熱帯コモディティの生産による森林破壊の問題は、それを消費する先進国での経済活動と密接に繋がっています。HoangとKanemotoは、農地の空間分布データ、森林伐採履歴、物流統計を組み合わせた解析により、先進国が途上国に「輸出」している依存とインパクトを可視化しました。この研究によって明らかになった事実を以下に紹介します。

文献情報:Hoang, N.T., Kanemoto, K. Mapping the deforestation footprint of nations reveals growing threat to tropical forests. Nat Ecol Evol 5, 845–853 (2021). https://doi.org/10.1038/s41559-021-01417-z

先進国による森林破壊の外部化とグローバルな構図

近年、中国やインドでは国内森林面積が増加し、G7諸国でも国内の森林保全が進んでいます。しかし、これらの国々は依然としてブラジルや東南アジアなど熱帯地域で生産された農産物・畜産物・木材などを大量に輸入しており、その需要が熱帯雨林の森林破壊を加速させています。つまり、先進国は自国の消費を通じて、森林破壊を途上国へ「輸出」している構図が明らかになりました。G7諸国の消費は、1人当たり年間平均3.9本の樹木損失を引き起こしており、国際貿易に伴う森林破壊のホットスポットは東南アジア、マダガスカル、リベリア、中米、アマゾン熱帯雨林など、生物多様性のホットスポットとも重なっています。

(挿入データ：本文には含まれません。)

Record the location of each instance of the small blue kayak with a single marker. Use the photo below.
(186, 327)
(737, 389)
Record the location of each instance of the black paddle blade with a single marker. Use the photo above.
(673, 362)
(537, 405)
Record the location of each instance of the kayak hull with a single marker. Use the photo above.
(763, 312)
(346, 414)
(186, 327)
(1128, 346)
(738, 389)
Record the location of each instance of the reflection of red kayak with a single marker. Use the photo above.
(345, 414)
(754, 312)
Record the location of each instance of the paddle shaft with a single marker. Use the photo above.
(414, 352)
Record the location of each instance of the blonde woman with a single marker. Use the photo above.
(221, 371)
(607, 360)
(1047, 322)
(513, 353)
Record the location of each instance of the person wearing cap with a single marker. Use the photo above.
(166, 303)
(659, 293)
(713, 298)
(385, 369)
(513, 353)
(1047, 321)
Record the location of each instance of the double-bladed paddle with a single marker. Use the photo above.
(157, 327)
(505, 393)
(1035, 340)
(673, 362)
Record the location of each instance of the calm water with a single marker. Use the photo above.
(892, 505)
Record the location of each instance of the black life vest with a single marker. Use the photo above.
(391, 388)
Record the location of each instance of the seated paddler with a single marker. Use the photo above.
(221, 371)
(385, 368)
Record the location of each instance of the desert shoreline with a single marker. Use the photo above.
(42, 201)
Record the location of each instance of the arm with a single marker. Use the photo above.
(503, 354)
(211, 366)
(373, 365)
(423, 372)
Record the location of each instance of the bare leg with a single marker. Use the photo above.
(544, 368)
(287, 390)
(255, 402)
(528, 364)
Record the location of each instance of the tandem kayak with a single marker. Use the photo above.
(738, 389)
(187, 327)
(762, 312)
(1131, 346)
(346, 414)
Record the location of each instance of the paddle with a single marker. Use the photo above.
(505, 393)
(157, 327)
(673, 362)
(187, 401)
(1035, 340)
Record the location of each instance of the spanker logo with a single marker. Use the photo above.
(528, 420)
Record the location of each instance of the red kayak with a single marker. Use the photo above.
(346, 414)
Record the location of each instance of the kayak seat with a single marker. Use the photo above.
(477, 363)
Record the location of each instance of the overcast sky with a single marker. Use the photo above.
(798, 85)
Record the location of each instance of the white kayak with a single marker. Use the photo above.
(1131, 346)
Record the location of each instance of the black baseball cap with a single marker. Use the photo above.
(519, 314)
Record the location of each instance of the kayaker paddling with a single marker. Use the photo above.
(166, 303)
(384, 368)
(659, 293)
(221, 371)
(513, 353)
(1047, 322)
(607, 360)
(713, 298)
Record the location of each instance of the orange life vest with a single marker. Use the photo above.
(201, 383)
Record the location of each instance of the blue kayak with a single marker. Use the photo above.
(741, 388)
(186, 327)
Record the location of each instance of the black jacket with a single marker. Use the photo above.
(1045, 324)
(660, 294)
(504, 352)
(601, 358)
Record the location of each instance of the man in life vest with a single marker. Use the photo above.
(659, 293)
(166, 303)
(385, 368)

貿易統計と空間データを用いた森林破壊フットプリントの定量化

本研究は、30m解像度の衛星画像による森林喪失データと、多地域産業連関分析(MRIO)モデルを統合し、消費国ごとの森林破壊フットプリントを高精度で算出しています。まず、森林喪失の要因を「農業・商品生産(52%)」「林業(32%)」「都市化(16%)」の3タイプに分類。次に、各国・各産業の経済活動1単位あたりの森林破壊強度(生産額あたりの森林喪失面積)を算出し、国際貿易統計を用いて生産国から消費国までのサプライチェーンを追跡します。これにより、直接輸入だけでなく中間財を介した間接的な森林破壊まで消費国に割り当てることが可能となっています。各国の森林破壊フットプリントは、地域レベルの喪失要因によっても異なります。例えば、米国・ドイツ・イタリアによるコーヒー輸入はベトナム中部高原の森林破壊を引き起こし、ベトナム北部の木材伐採は中国・韓国・日本向け輸出が主流です。ブラジルではマタ・アトランティカ産木材が国内消費される一方、EU諸国・米国・中国の需要はアマゾンとセラードのバイオームにおける大豆・牛肉生産による森林破壊を推進しています。日本の木材消費はサラワク州(ボルネオ島)の森林に最大のリスクをもたらし、中国の需要はマレーシア半島から東部にかけてのアブラヤシ・ゴム・カカオ農園拡大の主な原因となっています。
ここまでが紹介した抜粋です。